Indeed, this film takes direct aim at Mikhail Gorbachev, and more especially
at Boris Yeltsin, while also putting in a less than flattering light such heroes of Russia’s Liberal movement so beloved in Washington as the leader of Yabloko, Grigor Yavlinsky, and economist Yegor Gaidar of the Democratic Choice Party, briefly Yeltsin’s prime minister who put in motion the destruction of what remained of the Russian economy by his American-guided transition from the planned to a free market economy [emphasis added].
We are treated to the film clip of drunken Yeltsin dancing wildly on stage during the 1996 electoral campaign. As we know, shortly thereafter he suffered a heart attack which nearly took him out of political life. We are shown Yeltsin’s declaration to the joint session of Congress during his visit to Washington: “God bless America.” In today’s context that remark is by itself enough to topple Yeltsin from any pedestal in Russia.
But the key piece in the film is the discussion of the electoral results in the presidential race of 1996 which according to exit polls gave Zyuganov a handsome victory but according to the official tally left him far behind Boris Nikolaevich. Would Zyuganov denounce the official tally? Would he call his people out onto the streets to demonstrate against the fraud being perpetrated on the country?
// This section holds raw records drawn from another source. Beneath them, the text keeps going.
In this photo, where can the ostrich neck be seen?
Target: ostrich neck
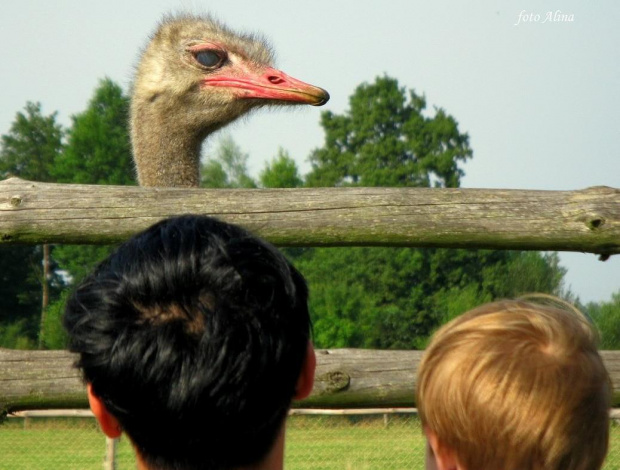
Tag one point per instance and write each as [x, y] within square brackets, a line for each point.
[166, 151]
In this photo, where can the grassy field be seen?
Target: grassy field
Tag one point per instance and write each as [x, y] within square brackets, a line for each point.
[317, 443]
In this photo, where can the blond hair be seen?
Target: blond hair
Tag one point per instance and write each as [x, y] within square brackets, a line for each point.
[516, 385]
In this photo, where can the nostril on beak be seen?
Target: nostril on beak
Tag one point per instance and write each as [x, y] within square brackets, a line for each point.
[275, 79]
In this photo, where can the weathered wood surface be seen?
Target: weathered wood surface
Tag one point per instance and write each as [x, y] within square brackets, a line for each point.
[587, 220]
[345, 378]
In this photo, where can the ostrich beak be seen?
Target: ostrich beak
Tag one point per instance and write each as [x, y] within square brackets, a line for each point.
[268, 84]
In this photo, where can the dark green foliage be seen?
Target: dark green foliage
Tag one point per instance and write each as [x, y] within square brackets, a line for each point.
[606, 316]
[281, 172]
[228, 168]
[98, 150]
[31, 146]
[53, 335]
[387, 138]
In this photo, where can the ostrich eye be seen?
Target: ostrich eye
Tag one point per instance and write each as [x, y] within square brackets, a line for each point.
[208, 58]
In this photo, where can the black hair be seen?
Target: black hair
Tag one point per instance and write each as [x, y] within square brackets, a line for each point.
[193, 334]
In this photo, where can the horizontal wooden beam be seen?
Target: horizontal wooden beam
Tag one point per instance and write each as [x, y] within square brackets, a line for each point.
[586, 220]
[345, 378]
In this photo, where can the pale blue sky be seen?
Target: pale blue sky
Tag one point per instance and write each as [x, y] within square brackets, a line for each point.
[540, 100]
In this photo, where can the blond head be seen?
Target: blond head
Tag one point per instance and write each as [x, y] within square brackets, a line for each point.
[516, 385]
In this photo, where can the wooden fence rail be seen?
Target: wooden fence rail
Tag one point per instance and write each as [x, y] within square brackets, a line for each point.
[345, 378]
[586, 220]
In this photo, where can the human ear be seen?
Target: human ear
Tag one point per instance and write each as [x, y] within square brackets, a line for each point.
[108, 423]
[442, 456]
[305, 382]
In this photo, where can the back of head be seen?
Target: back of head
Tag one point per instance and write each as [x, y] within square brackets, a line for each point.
[515, 385]
[193, 334]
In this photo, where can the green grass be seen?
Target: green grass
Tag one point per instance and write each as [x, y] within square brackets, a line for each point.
[313, 443]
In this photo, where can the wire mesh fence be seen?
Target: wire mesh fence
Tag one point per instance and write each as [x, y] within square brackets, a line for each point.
[355, 441]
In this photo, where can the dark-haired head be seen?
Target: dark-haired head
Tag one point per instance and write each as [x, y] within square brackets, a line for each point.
[193, 335]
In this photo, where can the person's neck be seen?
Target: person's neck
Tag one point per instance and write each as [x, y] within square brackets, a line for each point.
[273, 461]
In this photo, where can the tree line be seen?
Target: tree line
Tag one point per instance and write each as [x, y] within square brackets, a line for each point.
[366, 297]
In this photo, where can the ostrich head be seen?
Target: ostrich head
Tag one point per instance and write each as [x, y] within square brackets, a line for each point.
[194, 77]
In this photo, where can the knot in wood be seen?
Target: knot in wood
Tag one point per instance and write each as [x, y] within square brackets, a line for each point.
[336, 381]
[595, 222]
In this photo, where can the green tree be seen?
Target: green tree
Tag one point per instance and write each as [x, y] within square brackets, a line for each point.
[281, 172]
[28, 151]
[31, 146]
[386, 138]
[98, 149]
[606, 317]
[228, 168]
[395, 297]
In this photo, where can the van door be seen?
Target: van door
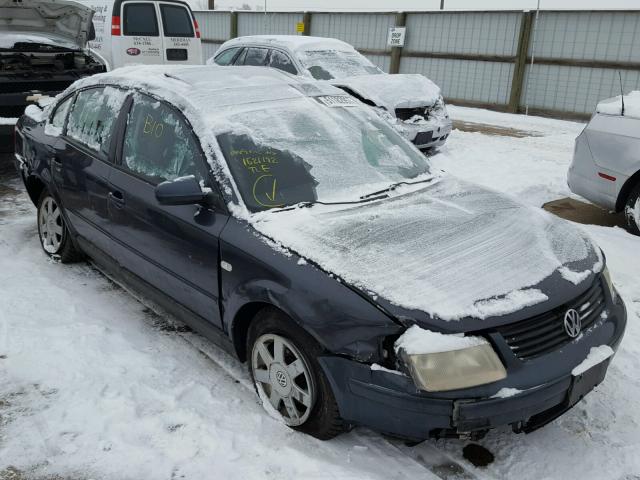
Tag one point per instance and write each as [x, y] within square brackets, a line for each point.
[140, 41]
[181, 37]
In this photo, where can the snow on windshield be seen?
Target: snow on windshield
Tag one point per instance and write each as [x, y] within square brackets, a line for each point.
[303, 151]
[452, 249]
[330, 64]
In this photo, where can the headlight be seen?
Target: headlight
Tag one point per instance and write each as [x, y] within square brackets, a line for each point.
[475, 363]
[607, 280]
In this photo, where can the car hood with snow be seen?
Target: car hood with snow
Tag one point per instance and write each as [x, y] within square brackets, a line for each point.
[56, 22]
[393, 91]
[452, 251]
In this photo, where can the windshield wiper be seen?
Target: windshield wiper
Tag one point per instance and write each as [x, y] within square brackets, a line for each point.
[317, 202]
[393, 186]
There was a phone call between Yeltsin and Zyuganov at that critical moment during which Zyuganov conceded defeat. He did so for one reason only: to avoid the outbreak of a civil war, which was highly likely if he had pursued the victory that was being denied him.
For this act of patriotism alone, today’s official Russia rightly salutes the leader of the Communist Party. It is also a rebuke to all of those in the Putin-hating West who insist that Vladimir Vladimirovich has destroyed the free and democratic Russia of the 1990s.
*****
This film does what all such tributes to leading personalities regularly do: it takes us back to Zyuganov’s family home in Orlov region where Gennady Andreevich points to the window of the wooden frame house behind which was his bedroom. A neighbor from those days is given the microphone to talk about the Zyuganov family. We hear about how his schoolteacher mother saw him through his primary education. We follow his rise in the Communist Party to his appointment as head of the Moscow region by Yuri Andropov, one of the two aged and ill CPSU leaders in the transition from Brezhnev to Gorbachev. This position put him at the center of national politics, from which he never turned back.
Of course, the importance of this film is not in these nostalgic moments but in recounting the political environment that Zyuganov found himself in after Gorbachev’s inept handling of political and economic reforms led to the Putsch by Party loyalists in the summer of 1991 and subsequent banning of the party. The Party’s resurrection under his leadership reestablished its credibility in democratic Russia as a genuine Opposition in parliament to the despotic Yeltsin regime which ruled by decree [emphasis added].
I highly recommend this film. It is now available only in Russian, but surely will be reissued with English voice over or subtitles in the coming days.